‘Is this national-swab-your-nose-week or something?’ He was looking at the three dozen or so plastic swab tubes lying on the desk in front of him. ‘This is the fifth lot this morning.’
‘ Blame the TV news,’ said the nurse. ‘They did a scare story on MRSA last night so the powers that be thought it would be a good idea to swab the whole hospital just in case the press come to call. Image is everything.’
‘ Better cancel my summer holiday then,’ said the technician. ‘In fact, I’ll be lucky to make it home for Christmas at this rate.’
The nurse smiled and turned away leaving Steven to ask if he could have a word with Angus Maclean.
‘ Can I ask who’s calling?’ said the technician.
‘ Dr Dunbar.’
The technician pressed one of the numbered buttons on the intercom beside him and said, ‘A visitor for you, Gus. It’s a Dr Dunbar.’
‘ Never heard of him,’ came the gruff voice from the speaker.
The technician looked embarrassed.
‘ He doesn’t know me,’ said Steven and the technician relayed this information.
‘ Send him through,’ said the voice.
The technician released the electronic lock on the doors leading to the main labs and said to Steven. ‘Room nine; it’s on your right.’
Steven entered and immediately noticed the smell he associated with medical labs the world over, a mixture of organic solvents and disinfectant with undercurrents of noxious substances he’d rather not think about.

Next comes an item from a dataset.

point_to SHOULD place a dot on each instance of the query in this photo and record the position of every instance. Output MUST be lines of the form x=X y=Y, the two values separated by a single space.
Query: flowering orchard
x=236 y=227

He knocked on the frosted glass door to Maclean’s lab and was invited to enter with a solitary, ‘Yup.’
Maclean, a short, slightly-built man with an unfashionable crew cut and round shoulders that suggested possible chest problems was seated with his back to the door, peering down the binocular eyepiece of a microscope. ‘Be with you in a moment,’ he said.
Steven reassured him there was no hurry and took in his surroundings while he waited. A Bunsen burner was alight on the small bench to the left of where Maclean was seated, a platinum inoculating loop propped up on its base. Beside it lay a plastic Petri dish filled with a medium that Steven remembered from times past as blood agar and next to that, a box of microscope slides and a pack of coverslips. It was clear that the bacterial colonies growing on the blood agar were the subject of Maclean’s scrutiny.
Maclean finished his examination and removed the glass slide from the microscope stage to drop it into a beaker of disinfectant before jotting down his findings on the report form beside him. He turned and said, ‘What can I do for you?’
Steven showed him his ID and said, ‘I’m making inquiries connected with the death of Dr George Sebring; I understand you knew him?’
‘’ I thought the police did that sort of thing,’ said Maclean. ‘I’ve already told them all I know. I’ve no idea who killed the bugger.’
Steven nodded, deliberately making an effort to remain calm in the face of Maclean’s aggression. He said, ‘I’m not so much concerned with the criminal aspects of the case as the scientific ones, particularly where they might provide motive.’
‘ What does that mean?’ said Maclean, affecting a scowl and dropping his head slightly to look over the top of his glasses.
‘ I think we both know that Sebring once worked at the Porton Down Defence Establishment,’ said Steven. ‘I’m trying to establish if his time there might have had something to do with his death.’
‘ Well, there’s irony for you,’ said Maclean with a smile that lacked any vestige of humour. ‘You’re wondering whether his work had anything to do with his death and I’m bloody sure it had everything to do with that of my wife and daughter.’
‘ How so?’
‘ I don’t know how so,’ replied Maclean. ‘That’s what I’ve been trying to find out for Christ knows how many years. Bloody place. Defence establishment, my arse.’